Genital Cosmetic Surgery Project
Elucidating the increasing demand for genital cosmetic surgery among girls and women in Australia
Chief Investigators: Maggie Kirkman, Jane Fisher, Kay Souter, Amy Dobson
Partner Investigators: Janet Michelmore, Elizabeth Farrell, Beverley Vollenhoven, Rita Butera, Jessica Malone, Elsie L’Huillier, Genevieve Dally, Desiree Yap, Jillian Tomlinson, Gabrielle Caspar
Funding body: Australian Research Council 2014–2016
There is increasing evidence that girls and women in Australia are modifying their genitals for cosmetic reasons. While bodily adornment and alteration can give pleasure and occupy an important cultural position in aesthetic expression, female genital cosmetic surgery (FGCS) is nevertheless of serious public concern and has been the subject of critical statements by professional organisations concerned with women’s health, warning of actual and potential harm. There is little evidence but a great deal of opinion on: reasons girls and women might seek FGCS, women’s and men’s constructions of ‘normal’ and ‘ideal’ genitals, doctors’ and beauty therapists’ practices and attitudes in relation to FGCS, and the role of social media communication and image-sharing practices.
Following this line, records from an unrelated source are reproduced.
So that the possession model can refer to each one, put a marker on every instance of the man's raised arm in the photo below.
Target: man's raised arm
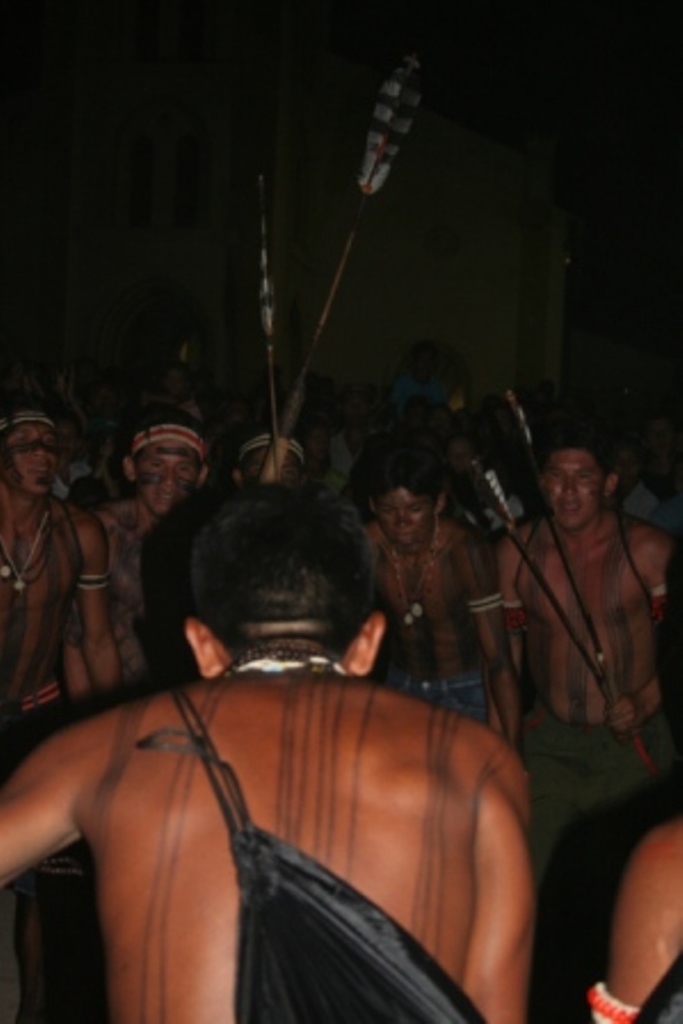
(37, 807)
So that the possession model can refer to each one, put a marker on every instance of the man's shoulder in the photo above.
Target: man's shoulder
(76, 518)
(646, 538)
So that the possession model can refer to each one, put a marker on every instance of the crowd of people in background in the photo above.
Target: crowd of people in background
(342, 427)
(419, 473)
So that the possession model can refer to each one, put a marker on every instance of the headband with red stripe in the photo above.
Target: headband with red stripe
(26, 416)
(168, 432)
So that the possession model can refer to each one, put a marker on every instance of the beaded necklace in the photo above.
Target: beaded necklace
(9, 569)
(289, 654)
(415, 603)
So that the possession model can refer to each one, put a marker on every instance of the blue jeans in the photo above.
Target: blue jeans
(463, 692)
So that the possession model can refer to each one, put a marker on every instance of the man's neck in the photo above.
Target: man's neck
(591, 532)
(20, 513)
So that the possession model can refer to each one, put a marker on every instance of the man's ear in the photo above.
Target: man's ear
(611, 482)
(129, 468)
(359, 656)
(211, 655)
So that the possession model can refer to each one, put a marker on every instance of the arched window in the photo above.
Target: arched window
(187, 181)
(140, 196)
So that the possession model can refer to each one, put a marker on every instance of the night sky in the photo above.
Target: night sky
(605, 83)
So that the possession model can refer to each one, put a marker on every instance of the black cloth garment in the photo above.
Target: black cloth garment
(312, 949)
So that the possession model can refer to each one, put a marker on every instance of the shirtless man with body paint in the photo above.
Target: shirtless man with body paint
(166, 464)
(418, 809)
(51, 554)
(582, 750)
(438, 585)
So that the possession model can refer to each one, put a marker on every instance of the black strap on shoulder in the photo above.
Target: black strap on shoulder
(196, 739)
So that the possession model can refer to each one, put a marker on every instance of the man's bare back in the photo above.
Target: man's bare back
(381, 790)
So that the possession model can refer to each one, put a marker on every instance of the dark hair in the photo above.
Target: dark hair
(585, 434)
(419, 470)
(274, 554)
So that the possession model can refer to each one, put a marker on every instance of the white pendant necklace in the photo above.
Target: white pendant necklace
(10, 571)
(415, 605)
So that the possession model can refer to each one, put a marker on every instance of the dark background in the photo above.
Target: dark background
(601, 79)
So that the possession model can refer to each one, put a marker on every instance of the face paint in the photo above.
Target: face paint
(29, 456)
(166, 475)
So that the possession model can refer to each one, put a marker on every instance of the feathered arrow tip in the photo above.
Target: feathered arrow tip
(392, 117)
(266, 291)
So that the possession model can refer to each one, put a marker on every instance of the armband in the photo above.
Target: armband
(658, 599)
(95, 582)
(515, 617)
(484, 603)
(607, 1010)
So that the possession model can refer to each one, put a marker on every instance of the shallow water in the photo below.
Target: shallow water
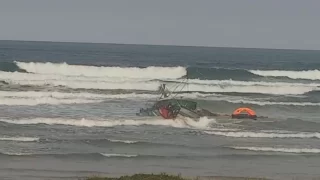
(62, 120)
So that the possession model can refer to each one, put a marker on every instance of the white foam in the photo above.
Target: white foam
(118, 155)
(263, 103)
(275, 149)
(122, 141)
(22, 139)
(178, 123)
(310, 74)
(94, 71)
(247, 134)
(153, 86)
(35, 98)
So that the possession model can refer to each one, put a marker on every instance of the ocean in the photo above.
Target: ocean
(68, 110)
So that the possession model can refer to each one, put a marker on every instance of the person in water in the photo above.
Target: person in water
(164, 92)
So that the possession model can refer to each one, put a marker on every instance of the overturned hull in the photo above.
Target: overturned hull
(180, 107)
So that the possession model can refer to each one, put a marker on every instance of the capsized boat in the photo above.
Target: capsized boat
(170, 108)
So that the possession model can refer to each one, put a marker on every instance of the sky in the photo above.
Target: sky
(276, 24)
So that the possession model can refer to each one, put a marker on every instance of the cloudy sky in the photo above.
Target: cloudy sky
(228, 23)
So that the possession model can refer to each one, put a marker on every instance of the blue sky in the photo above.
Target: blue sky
(285, 24)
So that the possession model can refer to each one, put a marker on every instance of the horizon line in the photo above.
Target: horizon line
(141, 44)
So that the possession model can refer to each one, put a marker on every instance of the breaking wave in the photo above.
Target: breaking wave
(134, 78)
(178, 123)
(22, 139)
(265, 135)
(275, 149)
(94, 71)
(118, 155)
(123, 141)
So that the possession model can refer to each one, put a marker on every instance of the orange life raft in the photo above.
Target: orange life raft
(244, 113)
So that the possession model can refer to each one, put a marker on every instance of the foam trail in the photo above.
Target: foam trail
(178, 123)
(38, 101)
(153, 86)
(31, 98)
(93, 71)
(310, 74)
(265, 135)
(22, 139)
(122, 141)
(61, 95)
(274, 149)
(263, 103)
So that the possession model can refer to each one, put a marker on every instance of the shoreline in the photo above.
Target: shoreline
(166, 176)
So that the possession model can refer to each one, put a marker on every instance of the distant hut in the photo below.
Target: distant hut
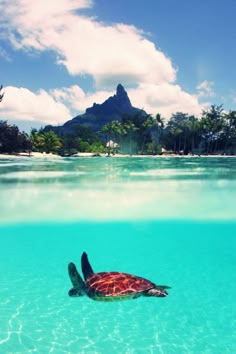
(112, 146)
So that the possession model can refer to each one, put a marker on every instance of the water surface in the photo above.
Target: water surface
(169, 220)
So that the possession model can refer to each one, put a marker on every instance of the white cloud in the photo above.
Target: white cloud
(85, 45)
(23, 104)
(164, 99)
(109, 53)
(205, 89)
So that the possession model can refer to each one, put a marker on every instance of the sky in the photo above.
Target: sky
(58, 57)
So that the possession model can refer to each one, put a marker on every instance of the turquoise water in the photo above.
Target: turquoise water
(172, 221)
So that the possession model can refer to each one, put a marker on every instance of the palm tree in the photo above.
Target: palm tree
(130, 128)
(107, 129)
(229, 129)
(212, 124)
(46, 142)
(193, 128)
(147, 125)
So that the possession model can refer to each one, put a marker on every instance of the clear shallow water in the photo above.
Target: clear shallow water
(191, 248)
(117, 189)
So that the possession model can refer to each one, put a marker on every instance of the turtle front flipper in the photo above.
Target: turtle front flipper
(86, 266)
(77, 282)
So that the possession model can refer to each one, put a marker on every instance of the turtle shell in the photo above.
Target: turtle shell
(116, 285)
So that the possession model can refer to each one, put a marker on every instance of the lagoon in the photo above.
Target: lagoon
(170, 220)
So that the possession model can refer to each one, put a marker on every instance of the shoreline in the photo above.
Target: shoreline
(89, 154)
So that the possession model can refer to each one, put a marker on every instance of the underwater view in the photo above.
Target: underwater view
(171, 220)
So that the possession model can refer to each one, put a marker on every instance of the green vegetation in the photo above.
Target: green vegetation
(213, 133)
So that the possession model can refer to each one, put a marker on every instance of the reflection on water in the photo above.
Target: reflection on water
(117, 188)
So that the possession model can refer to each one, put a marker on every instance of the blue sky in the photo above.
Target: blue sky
(58, 57)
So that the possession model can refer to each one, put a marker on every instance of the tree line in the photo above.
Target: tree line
(213, 133)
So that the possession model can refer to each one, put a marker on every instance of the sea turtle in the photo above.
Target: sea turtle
(110, 286)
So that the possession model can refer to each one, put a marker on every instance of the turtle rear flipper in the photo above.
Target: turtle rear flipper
(77, 282)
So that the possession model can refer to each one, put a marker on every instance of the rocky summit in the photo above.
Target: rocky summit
(99, 114)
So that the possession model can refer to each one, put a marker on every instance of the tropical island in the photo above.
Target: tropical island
(115, 126)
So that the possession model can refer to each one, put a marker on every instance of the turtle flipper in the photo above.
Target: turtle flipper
(77, 282)
(86, 266)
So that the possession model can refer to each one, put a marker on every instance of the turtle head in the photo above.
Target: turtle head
(73, 292)
(77, 282)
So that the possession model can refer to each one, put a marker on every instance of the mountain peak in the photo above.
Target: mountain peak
(120, 90)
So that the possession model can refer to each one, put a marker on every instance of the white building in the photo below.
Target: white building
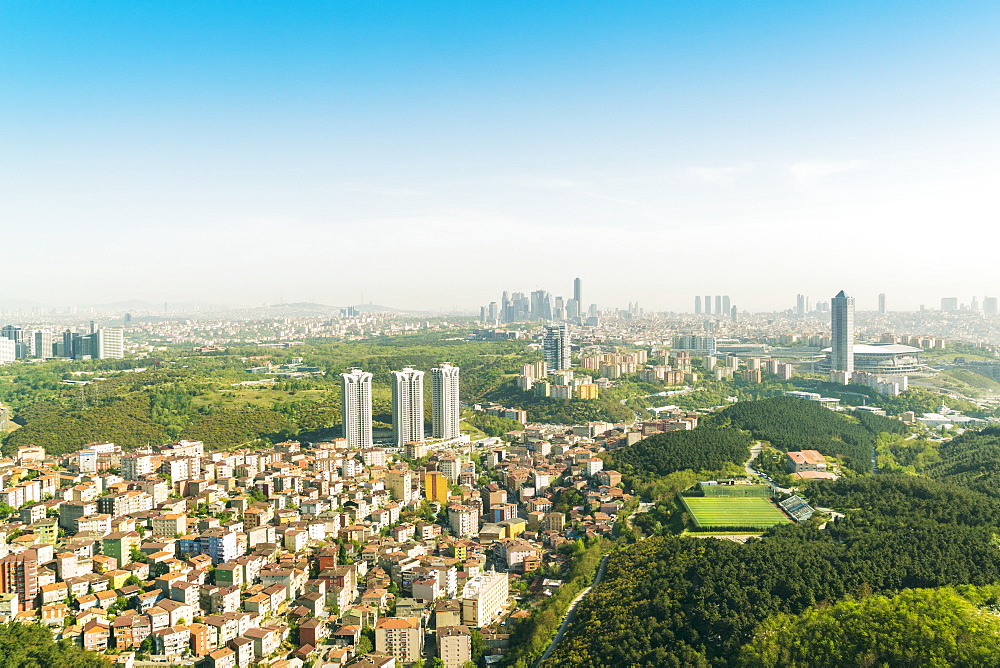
(407, 406)
(356, 409)
(109, 343)
(445, 407)
(842, 322)
(483, 598)
(556, 347)
(8, 350)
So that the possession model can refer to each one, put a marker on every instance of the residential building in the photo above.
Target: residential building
(400, 637)
(407, 406)
(445, 410)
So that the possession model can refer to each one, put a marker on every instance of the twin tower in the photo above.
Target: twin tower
(407, 405)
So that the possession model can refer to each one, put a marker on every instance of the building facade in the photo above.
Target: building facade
(356, 408)
(407, 406)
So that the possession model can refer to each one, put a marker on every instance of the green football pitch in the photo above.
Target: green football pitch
(716, 512)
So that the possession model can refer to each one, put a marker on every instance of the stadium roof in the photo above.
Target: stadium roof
(891, 349)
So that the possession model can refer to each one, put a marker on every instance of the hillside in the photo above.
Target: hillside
(680, 601)
(795, 424)
(701, 449)
(926, 627)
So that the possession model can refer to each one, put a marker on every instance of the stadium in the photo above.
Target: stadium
(882, 360)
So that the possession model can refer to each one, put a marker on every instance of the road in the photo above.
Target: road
(571, 611)
(751, 471)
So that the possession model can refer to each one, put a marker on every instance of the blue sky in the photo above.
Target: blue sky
(431, 154)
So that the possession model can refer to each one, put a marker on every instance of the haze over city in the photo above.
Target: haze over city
(431, 155)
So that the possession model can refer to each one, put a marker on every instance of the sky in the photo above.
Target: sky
(432, 154)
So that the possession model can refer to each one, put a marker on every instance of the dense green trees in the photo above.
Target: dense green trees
(194, 396)
(793, 424)
(920, 627)
(679, 601)
(32, 646)
(701, 449)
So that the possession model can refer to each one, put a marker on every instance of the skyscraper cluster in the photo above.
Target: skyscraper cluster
(407, 405)
(539, 305)
(100, 343)
(718, 305)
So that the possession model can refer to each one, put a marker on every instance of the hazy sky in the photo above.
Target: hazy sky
(432, 154)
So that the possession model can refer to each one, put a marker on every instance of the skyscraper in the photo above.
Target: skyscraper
(445, 413)
(842, 318)
(407, 406)
(109, 343)
(556, 347)
(800, 304)
(356, 408)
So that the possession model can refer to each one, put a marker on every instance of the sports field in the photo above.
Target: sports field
(735, 490)
(716, 512)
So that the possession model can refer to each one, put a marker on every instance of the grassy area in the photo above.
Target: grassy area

Although the appearance of women’s external genitals is as varied as faces, there appears to be limited public knowledge of genital diversity. The proposed research will identify the psychosocial context of and public communication about the dramatic rise in female genital cosmetic surgery in Australia and interpret the phenomenon within a gendered understanding of health in society. Drawing on the considerable resources of the research team, including Partner Organisations the Australian Federation of Medical Women, Family Planning Victoria, Jean Hailes for Women’s Health, Monash Health, and Women’s Health Victoria, results will be used to contribute to programs in schools and online aimed at enhancing sexuality and body image education, universal and targeted public health campaigns for the community about normal genital diversity, and professional development for doctors and beauty therapists.